僕の好きな男のタイプ 58通りのパートナー選び/松浦弥太郎 講談社
松浦弥太郎の「男の一流品カタログ」/松浦弥太郎 マガジンハウス
いままでの本との付き合い方を振り返ると、わたしにとって読書とは、言葉を通して「理想の男」になろうとすべく奮闘する行為だったのかもしれないと、ふと思った。どういう男になりたいのか。どこが理想の男の到達点なのか。そういった具体的なことはイメージできていなかった。しかし漠然と、他人を許せるおおらかな男でありたい、他人にやさしくできる男でありたい、何でも聞かれたらすぐに答えられる聡明な男でありたい、とは思っていた。そんな男になりたいから、身体が自然と本を欲するようになったのではないか。

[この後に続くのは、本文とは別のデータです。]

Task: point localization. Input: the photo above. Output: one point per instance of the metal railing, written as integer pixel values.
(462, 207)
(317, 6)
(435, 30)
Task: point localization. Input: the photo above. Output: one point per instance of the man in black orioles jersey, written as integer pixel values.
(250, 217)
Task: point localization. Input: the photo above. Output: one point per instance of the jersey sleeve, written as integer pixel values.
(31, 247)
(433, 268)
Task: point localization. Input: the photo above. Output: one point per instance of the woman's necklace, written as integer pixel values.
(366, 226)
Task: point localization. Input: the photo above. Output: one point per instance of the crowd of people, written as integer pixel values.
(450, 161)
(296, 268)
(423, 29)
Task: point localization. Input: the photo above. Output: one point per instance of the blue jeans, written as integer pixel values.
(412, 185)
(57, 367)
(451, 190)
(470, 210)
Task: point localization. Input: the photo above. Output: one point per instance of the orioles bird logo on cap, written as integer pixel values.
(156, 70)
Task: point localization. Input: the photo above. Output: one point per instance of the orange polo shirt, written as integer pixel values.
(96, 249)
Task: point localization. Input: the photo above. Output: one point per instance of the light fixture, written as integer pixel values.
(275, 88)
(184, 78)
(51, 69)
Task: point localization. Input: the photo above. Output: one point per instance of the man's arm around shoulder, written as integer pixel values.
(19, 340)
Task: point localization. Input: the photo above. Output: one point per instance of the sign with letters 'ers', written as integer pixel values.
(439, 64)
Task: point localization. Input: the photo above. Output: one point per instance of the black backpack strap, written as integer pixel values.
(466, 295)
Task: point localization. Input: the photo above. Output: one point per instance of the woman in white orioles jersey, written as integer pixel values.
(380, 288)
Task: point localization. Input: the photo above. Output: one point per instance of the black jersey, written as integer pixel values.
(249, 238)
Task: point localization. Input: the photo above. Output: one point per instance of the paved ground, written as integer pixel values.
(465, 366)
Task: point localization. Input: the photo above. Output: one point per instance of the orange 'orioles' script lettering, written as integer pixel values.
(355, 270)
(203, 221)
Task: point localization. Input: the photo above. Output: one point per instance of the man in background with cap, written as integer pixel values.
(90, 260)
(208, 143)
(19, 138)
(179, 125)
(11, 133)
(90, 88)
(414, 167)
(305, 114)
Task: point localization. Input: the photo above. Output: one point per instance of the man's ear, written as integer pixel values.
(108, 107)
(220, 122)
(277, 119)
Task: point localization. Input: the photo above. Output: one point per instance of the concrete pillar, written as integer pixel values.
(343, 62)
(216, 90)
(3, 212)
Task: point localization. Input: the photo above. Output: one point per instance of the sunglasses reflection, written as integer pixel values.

小中高、大学生まで、ほとんど本を読まないで過ごしてきたから、社会人になったときに焦った。このままじゃいけない、とあわてた。そうやって手にした本は分かりやすいビジネス書で、それはそれで学ぶべきことはたくさんあったのだろうけれど、いま血肉になっていると実感できる教訓は、ほんのすこしだけだ。それよりも、「照れない男であろう」「想像力がある男であろう」「姿勢が良い男であろう」というように、将来の成長した自分をイメージできるようなエッセイに、いまは惹かれる。そして、自分にとって本当に大切だと言えるモノを厳選して持つ、ということも大事。贅沢をしろということではなく、一流と言われるものを見聞きして、そう言われる理由を考えることも大事。そうやって大きなオトナの男になっていけたらいい。